Can an eigenvalue $\lambda_i=0$?

Question

I was doing some work with diagonalization of a matrix $A$ in order to find a matrix $P$ such that $\,P^{-1}AP\,$ was diagonal. In order to that I set $\;\lambda I_{n}=0\;$ and found the characteristic polynomial and its roots.

When I factored my characteristic polynomial I obtained $\;\lambda^2(\lambda-2),\,$ so $\,\lambda=0,\,2$.

I was taught that the eignenvalues$\,\lambda_{i}\,$ I found become the entries of the diagonal matrix $\,P^{-1}AP.\,$ If this is indeed true, then two of the diagonal entries would be $\,0.\,$ Is this allowed, or must a diagonal matrix strictly have non-zero diagonal entries?

Answer 1

Absolutely yes: It is very possible $\lambda = 0$. Zero is allowed.

You may be mixing up what you know about eigenvectors --- the zero vector cannot be an eigenvector.

But for an eigenvalue $\lambda$, it is certainly possible and admissible that $\lambda = 0$.

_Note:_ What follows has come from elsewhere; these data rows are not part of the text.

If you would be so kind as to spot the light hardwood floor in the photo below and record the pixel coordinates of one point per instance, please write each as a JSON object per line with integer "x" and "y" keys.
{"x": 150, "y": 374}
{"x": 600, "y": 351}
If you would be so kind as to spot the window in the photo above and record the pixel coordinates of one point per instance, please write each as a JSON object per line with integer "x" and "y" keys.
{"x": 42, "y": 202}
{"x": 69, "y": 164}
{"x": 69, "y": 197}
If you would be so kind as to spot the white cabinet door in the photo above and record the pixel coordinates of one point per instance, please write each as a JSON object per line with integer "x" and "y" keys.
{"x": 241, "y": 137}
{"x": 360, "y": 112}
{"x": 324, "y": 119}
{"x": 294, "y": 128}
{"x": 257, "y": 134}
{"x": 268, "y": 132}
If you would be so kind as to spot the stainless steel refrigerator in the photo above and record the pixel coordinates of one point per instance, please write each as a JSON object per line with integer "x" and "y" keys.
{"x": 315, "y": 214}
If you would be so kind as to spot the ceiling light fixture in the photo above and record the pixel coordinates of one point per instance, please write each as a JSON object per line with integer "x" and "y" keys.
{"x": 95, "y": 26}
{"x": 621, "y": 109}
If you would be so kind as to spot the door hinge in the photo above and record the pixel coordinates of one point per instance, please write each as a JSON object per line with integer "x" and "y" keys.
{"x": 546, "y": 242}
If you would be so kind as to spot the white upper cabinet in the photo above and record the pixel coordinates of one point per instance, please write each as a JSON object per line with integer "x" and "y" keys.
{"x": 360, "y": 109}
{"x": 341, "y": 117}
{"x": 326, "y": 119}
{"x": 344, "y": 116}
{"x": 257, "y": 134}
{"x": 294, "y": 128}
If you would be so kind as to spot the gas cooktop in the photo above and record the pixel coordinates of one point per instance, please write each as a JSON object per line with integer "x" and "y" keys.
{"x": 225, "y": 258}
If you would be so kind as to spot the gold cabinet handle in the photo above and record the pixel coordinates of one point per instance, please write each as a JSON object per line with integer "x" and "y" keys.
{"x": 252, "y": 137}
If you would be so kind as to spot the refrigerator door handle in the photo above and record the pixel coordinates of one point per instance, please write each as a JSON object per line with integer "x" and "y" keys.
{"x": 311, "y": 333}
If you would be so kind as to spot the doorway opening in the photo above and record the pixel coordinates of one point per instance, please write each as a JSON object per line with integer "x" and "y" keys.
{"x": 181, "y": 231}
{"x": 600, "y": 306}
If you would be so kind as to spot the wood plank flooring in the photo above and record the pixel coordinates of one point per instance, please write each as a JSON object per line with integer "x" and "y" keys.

With respect to your last question:

"($\lambda = 0$): Is this allowed, or does a diagonal matrix strictly have to have the diagonal entries as non-zero?"

Yes, it is allowed for zero's to be on the diagonal. No, the diagonal entries need not be non-zero.

Answer 2

A matrix is called diagonal if its off-diagonal entries ($a_{ij}$ for $i \not= j$) are all zero. This does not require the diagonal entries ($a_{jj}$) to be nonzero. For instance, the zero matrix is diagonal.